The SEOMoz ranking factors for 2011 have just been released. There is no doubt this is a great piece of content, you can view the full report from SEOmoz here. There is a wealth of data in these reports, for me Todd Malicoat summed up my feelings on the repot best when he said:
Through all this analysis of search optimization – we will always conclude that a site needs “more links, more quality links, more content, and higher quality content”
SEO Deep Dive Analysis
Most SEO’s love data and we have access to a LOT of it, from blog posts to competitor analysis to link profiling to advanced Google Analytics reports to keyword profiling to keyword analysis to everything else in between. There is a lot of analysis in our role. In some cases I have thought it would be best to split out the SEO role into analysis & marketing (when you are managing a big team with big clients and using tools like Searchmetrics, as some of the analysis performed by an SEO consultant can take a huge amount of time to put together, but for most SEOs ( including me), this would be a huge detraction from the role as we like variety. It’s critical to concentrate on tasks that will drive ROI for the client in those initial months of a projects (3 to 6 months) Deep dive analysis is a lot of fun, pivot charts rock, but if you haven’t delivered results in the first 3 months, the client may start to look elsewhere pretty quickly.

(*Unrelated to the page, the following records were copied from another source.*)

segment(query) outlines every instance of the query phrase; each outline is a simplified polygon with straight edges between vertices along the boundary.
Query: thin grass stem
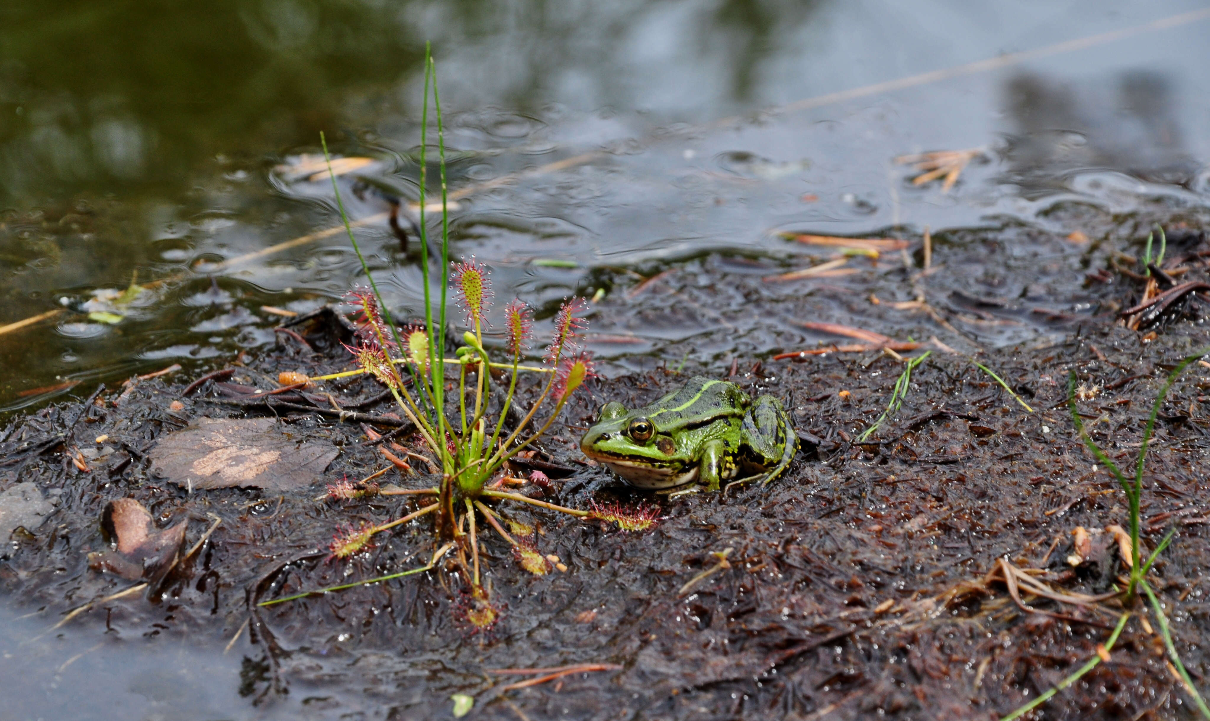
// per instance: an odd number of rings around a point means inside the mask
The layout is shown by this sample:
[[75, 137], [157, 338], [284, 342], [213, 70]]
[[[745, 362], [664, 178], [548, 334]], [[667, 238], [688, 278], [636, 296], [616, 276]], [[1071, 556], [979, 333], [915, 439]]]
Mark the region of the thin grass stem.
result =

They have probably seen lots of SEO firms offering services for a couple of cents and are left wondering why they are paying you top dollar for all this chatter about “quality content” and “quality links”. Of course deep dive analysis might be required to drive those initial results, but they usually come from that 20% of tasks that drive 80% of the results.
Of course, this kind of analysis is essential to becoming a true SEO expert and is extremely important in beating your competitors for top spots. I am in no way advocating you don’t put on your data googles and go diving, but it’s easy to get distracted by all this data, especially when companies like SEOMoz release such great pieces of data filled content. In my experience the two most common types of deep dive (that result in actionable tasks) are:
1. The SERP Landscape
If I have been working on a site and have a couple of really big keywords I am looking to rank for, this is usually something I would look at. If you have done some good on-site SEO and built good links, but nothing you are doing is turning the needle, this analysis is useful and worth doing. The following graphs look to profile a websites links by Page Authority from Open Site Explorer (straight from Dr Pete’s post on SEOmoz), this is from a real listing I am trying to figure out:
a. Link Profiling
I have another version of this to look at Domain Authority as I always tend to look at domain metrics rather than page metrics. But the above is still a good quick snap shot against competitors. Notice my site is winning. Ok, onto the next:
ii) Links Overview
The following graphs present a quick overview of how diverse the anchor text is in terms of exact, phrase and also a quick look at brand links, again this is for the same listing as above (thanks to SEER Interactive who’s excel improved on my process, check out there post here):
You can see the sites in first and second place aren’t winning on any fronts. I can also tell you these sites don’t have very much else going for them. They are thin, don’t have any brand equity, content is poor. At this point you need to think in terms of ROI, all this analysis is for one keyword. You can go deeper, but how valuable is that keyword to you and your clients relationship. This needs to be taken into account over the wider success of the campaign.
2. Competitive Intelligence
This is the second area I would look at on a regularly basis. For the most part people see this as competitive link analysis. Justin Briggs wrote a great guide on competitor link analysis over at SEOMoz. Michael Martinez then followed up with competitive link analysis is a waste of time. Wiep then followed up with an excellent post on why link analysis is anything but a waste of your time. I am in agreement with Wieps post in that competitive link analysis is a good use of time when you are new to a market and are looking for general competitive intelligence. If someone asks me to work on their a website selling baby food, then how will I know anything about the market unless I do this kind of competitive analysis. But I do agree with Michael Martinez in that this amount of competitive link analysis for one keyword can be a waste of your time. For me a really great tool to get more out of your time in competitive link analysis is the SERP Dominator Report from Ontolo. This allows you to break down the best performing site across a large range of keywords. For example, if I am targeting “mens fashion” keywords, I can break down the best performing sites in terms of top 3 listings across a range of men fashion keywords:
This allows me to do competitive analysis on sites performing best in a certain keyword space, rather than just for one keyword. For me this is a better use of your time. Full competitive analysis for just one keyword is a lot of work and best reserved for those listings a client just can’t do without.
Those Odd Listings
For the most part your conclusion will usually come back to Todds quote on more links, quality links, more content, quality content. Other times you will be left scratching your head as there are a lot of anomalies in the rankings. You can really get caught up in the deep dive analysis, but remember a lot of those blog posts are done by people working on very big teams with a lot of resources. Always weigh up client smiley face, like this with your love of having nice shiney pivot charts. For every pivot chart you do, that doesn’t result in an actionable outcome, the great big Link Devil in the sky comes down and turns two of your best links to NOFOLLOW !!!!